Marie Gleeson on stage at Pendulum Summit 2022.
Marie Gleeson on stage at Pendulum Summit 2022.

As a former female captain in the Irish Naval Service for over 20 years, and one of the Navy's first female officers, Marie Gleeson had to adjust to being a woman in leadership in such an industry.

Speaking on stage at the Pendulum Summit 2022 in Dublin's RDS, she recalled how while on a mission to Chad with the UN she encountered people who weren't used to listening to a woman leader. Rather than give up on her efforts, she listened to them.

"I had to understand their perspective", she tells RTÉ Lifestyle. "I had to sit down with them and ask questions and be curious, and go away and do my own research.

"It was a very easy assumption for me to make that they were being sexist or to judge them, but actually I had to step away from judgement and educate myself, and understand why it was they thought that way."

She adds that "we do make an awful lot of assumptions, we jump to assumptions quite quickly". "I do that myself even now, and I have to stop myself and challenge myself."

As a mother to two young girls, aged six and five, Gleeson says she's wary of the habit in "the current culture" to "shut people down very, very quickly".

"I suppose I'm concerned for my girls going into the future ... about this perception that there's only one voice in the room and if you've a different opinion you'll be shut down or not allowed have your opportunity to speak", she says.

As a cadet and then captain of the L.E. Aoife, Gleeson says she thrived on conversation and differing opinions: "I love debate, I live on debate.
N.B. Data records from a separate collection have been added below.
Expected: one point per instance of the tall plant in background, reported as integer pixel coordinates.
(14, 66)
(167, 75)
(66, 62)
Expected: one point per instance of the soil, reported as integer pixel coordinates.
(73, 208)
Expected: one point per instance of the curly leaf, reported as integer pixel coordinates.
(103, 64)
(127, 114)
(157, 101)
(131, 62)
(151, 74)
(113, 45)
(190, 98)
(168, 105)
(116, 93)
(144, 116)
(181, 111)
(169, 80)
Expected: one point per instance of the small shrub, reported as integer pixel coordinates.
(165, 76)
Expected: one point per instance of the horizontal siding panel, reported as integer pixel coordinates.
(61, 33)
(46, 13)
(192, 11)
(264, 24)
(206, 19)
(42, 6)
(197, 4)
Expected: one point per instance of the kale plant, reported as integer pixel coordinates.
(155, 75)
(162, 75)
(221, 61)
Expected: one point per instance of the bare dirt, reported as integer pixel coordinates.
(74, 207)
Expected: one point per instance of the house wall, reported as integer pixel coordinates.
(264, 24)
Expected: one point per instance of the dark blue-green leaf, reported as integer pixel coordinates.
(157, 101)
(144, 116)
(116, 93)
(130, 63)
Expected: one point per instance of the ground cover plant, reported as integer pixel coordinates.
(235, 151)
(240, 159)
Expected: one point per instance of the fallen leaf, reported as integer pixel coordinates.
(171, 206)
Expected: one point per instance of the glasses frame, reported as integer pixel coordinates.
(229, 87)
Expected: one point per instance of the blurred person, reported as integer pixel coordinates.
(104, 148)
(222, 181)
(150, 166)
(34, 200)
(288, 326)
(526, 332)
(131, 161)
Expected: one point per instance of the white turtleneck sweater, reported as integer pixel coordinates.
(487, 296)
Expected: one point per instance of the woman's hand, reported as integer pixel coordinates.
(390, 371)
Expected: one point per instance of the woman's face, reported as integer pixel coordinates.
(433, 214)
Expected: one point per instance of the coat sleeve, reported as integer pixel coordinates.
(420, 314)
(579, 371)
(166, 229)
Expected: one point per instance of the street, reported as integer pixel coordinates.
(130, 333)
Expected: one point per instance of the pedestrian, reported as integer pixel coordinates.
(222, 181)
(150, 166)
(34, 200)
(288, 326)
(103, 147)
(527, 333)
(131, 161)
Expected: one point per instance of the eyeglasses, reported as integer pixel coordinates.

I love different perspectives, I love arguing my perspective, but I love sometimes learning that I'm wrong or that there's a different thought process. Be open, be curious and educate yourself before you make a judgement."

Marie Gleeson on stage at Pendulum Summit 2022

Gleeson mastered openness and curiosity as a captain, as managing a team challenged her to become more empathetic and honest. In this way, there's clearly overlap with motherhood, something Gleeson talks about with sensitivity and passion.

"I'm not as calm and composed as a mother!" she laughs, though when I ask how she skills carry over between work and home. "I think my children would say that or my husband would say it.

"It's so weird, actually, my perspective as a mother is not as strong as my perspective as a leader in some respects. I find I have to step back out sometimes and check myself in my response to things."

However, ever the leader, Gleeson says one focus of hers as a mother is to "inspire them to believe in themselves".

"It may sound silly but we do have this little thing at home, that 'you can do it!' It could be as simple as one of the girls fell off her bike in a really bad accident, was really unsure about getting back up again but it was that, 'let's do it, let's do it slowly, you can do it'.

"My little girls will run around now and I'll hear them talking to each other and it's like, you can do it! I'm thinking, I hope they don't go too far with some of this stuff!"